To avoid this, we assign our hashtable a maximum-allowed load factor (in Java’s HashMap, for example, it’s .75). When \(n\) increases so that the load factor exceeds this value, the array is doubled, and everything is rehashed into the new array (see why the rehashing is necessary?). This keeps it so that the load factor is always less than some constant number, and does not increase with \(n\) (or at least, not for long). The doubling of the array means that this happens less and less often as \(n\) increases. This makes the insert(k,v) into an amortized \(O(1)\) operation. get(k), meanwhile, turns into an average-time \(O(1)\) operation, as the load factor never increases beyond some number. \(O(1)\) and \(O(1)\)! That’s really good!

Now let’s consider linear probing. Here, the logic is actually exactly the same, except that rather than search through a linked list, you search through contiguous filled indices. Again, the insert is amortized \(O(1)\), and get is \(O(1)\)!

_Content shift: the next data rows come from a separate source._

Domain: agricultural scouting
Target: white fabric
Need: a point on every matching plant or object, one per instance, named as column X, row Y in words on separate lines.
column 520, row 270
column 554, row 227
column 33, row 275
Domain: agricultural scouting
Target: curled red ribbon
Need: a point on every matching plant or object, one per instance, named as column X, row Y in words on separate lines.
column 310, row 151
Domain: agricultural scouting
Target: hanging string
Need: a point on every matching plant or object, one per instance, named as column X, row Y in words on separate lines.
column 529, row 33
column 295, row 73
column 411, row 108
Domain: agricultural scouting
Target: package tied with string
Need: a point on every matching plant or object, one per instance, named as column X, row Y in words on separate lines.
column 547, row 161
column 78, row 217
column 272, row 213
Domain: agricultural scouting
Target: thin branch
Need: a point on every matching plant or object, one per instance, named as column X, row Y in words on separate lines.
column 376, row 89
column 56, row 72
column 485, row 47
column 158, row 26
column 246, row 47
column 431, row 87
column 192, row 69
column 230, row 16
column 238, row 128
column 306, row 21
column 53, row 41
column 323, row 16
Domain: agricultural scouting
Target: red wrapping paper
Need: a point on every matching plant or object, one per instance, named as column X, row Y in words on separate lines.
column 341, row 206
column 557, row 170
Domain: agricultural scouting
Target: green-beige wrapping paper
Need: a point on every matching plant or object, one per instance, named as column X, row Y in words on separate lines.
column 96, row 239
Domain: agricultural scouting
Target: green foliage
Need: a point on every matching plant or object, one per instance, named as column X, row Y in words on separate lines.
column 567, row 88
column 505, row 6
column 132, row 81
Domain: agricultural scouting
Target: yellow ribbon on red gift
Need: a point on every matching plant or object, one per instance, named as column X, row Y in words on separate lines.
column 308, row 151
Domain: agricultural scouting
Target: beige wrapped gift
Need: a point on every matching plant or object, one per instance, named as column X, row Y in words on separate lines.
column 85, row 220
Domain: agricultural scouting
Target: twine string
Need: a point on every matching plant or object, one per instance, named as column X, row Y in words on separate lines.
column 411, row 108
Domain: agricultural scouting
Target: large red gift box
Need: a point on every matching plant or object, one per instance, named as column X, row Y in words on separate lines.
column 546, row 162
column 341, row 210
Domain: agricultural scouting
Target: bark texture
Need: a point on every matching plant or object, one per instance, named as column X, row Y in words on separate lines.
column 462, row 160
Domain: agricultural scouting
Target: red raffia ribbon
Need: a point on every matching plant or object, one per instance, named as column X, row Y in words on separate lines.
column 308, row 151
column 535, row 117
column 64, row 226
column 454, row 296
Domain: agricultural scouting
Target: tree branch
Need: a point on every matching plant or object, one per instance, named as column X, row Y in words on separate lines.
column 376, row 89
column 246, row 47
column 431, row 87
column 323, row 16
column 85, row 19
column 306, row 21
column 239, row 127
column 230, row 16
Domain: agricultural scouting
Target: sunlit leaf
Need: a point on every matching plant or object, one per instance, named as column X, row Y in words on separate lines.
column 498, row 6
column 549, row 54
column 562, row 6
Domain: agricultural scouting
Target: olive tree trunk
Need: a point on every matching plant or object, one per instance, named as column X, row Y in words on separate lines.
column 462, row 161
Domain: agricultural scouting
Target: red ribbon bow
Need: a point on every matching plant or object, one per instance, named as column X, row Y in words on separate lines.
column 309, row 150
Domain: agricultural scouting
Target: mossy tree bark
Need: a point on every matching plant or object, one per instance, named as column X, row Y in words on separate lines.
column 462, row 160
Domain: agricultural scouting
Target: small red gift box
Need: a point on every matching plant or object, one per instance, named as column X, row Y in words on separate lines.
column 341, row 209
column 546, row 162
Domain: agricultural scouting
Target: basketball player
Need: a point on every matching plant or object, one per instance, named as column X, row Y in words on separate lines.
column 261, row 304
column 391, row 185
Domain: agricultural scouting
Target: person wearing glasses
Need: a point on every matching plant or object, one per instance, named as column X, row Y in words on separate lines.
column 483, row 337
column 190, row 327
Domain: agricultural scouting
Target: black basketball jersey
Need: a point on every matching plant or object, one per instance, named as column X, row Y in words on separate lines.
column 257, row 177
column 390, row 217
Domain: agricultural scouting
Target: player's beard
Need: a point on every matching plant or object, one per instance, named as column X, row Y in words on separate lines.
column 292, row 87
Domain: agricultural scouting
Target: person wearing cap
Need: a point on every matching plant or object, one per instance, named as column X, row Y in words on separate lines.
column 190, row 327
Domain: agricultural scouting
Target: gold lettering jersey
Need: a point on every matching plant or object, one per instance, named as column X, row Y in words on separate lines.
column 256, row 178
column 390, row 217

Holy crap! Everything is some flavor of O(1)! Why the hell did we just spend this long on Trees? Two reasons. First, in the worst case, everything hashes to the same index, and get and remove are actually O(n). Balanced maps have superior worst-case performance, which is really important for some kinds of applications.

Second, the exact hash functions that are needed to really “spread out” the keys and make the average-case \(O(1)\) lookup a reality are a subject of ongoing research and debate (outside the scope of this course). For small but “reasonable” values of \(n\), it may be that a lightweight \(O(\log(n))\) for trees is actually faster than computing a large, but \(O(1)\) hash function. But also, there are other ADTs…

5 Ordered Map

Ordered Maps are just an extension of Maps, with a few extra methods.

  • first() - returns the element with the smallest key.

  • last() - returns the element with the largest key.

  • next(k) - returns the element with the smallest key larger than k.

  • prev(k) - returns the element with the largest key smaller than k.

Let’s first look at the naive implementations:

Unsorted Linked List Sorted Array
get(key) O(n) O(log n)
insert(key,value) O(1) O(n)
first() O(n) O(1)
last() O(n) O(1)
next(k) O(n) O(log n)
prev(k) O(n) O(log n)

Caution: if you’re thinking that first and last could be \(O(1)\) for a linked list if we only kept track of the smallest and largest things as we add them, think again! The problem is that you can also have removals (by setting a key’s value to null), and then if you remove the largest thing you’re stuck!

6 Trees

Obviously, we’re going to assume that we’re using some flavor of our self-balancing trees: AVL, 2-3-4, Red-Black, or something else. These different flavors have slightly different heights, but these heights are all O(log n).

So, insert, get, and remove are easy - they’re all O(log n). Let’s consider our new methods.

Hopefully, you can write first() - it’s just findMin(root). How long does this take? In the worst case, O(log n). last() is the same thing, just findMax.

To calculate next(k) (or prev(k)), we first have to find k, which is O(log n). If the node containing k has a right child, next() is found in findMin(n.getRight()). If it doesn’t, it’s the Node we most recently took a left at. In either case, that’s an additional O(log n), in the worst case, making next and prev also O(log n).

7 Hashtables

Remember that if we have a well-built hash table, on average, we have O(1) performance in insert, get, and remove. Worst-case, we have O(n) for get and remove, while insert can still be O(1).

How long does first() or last() take? Unfortunately, because we have a good hash function that scatters hashes all over our array, we have NO clues as to where the smallest or largest keys might be. So, there’s no better way to do this than just iterate through and look at everything. O(n).

Similarly, we have no guarantee that two keys that are close to each other will be hashed close to each other. So, again, we have to look at everything. O(n).

8 Performance Overview

Balanced Tree Hash Table
get(key) O(log n) O(1) average,O(n) worst-case
insert(key,value) O(log n) amortized O(1)
first() O(log n) O(n)
last() O(log n) O(n)
next(k) O(log n) O(n)
prev(k) O(log n) O(n)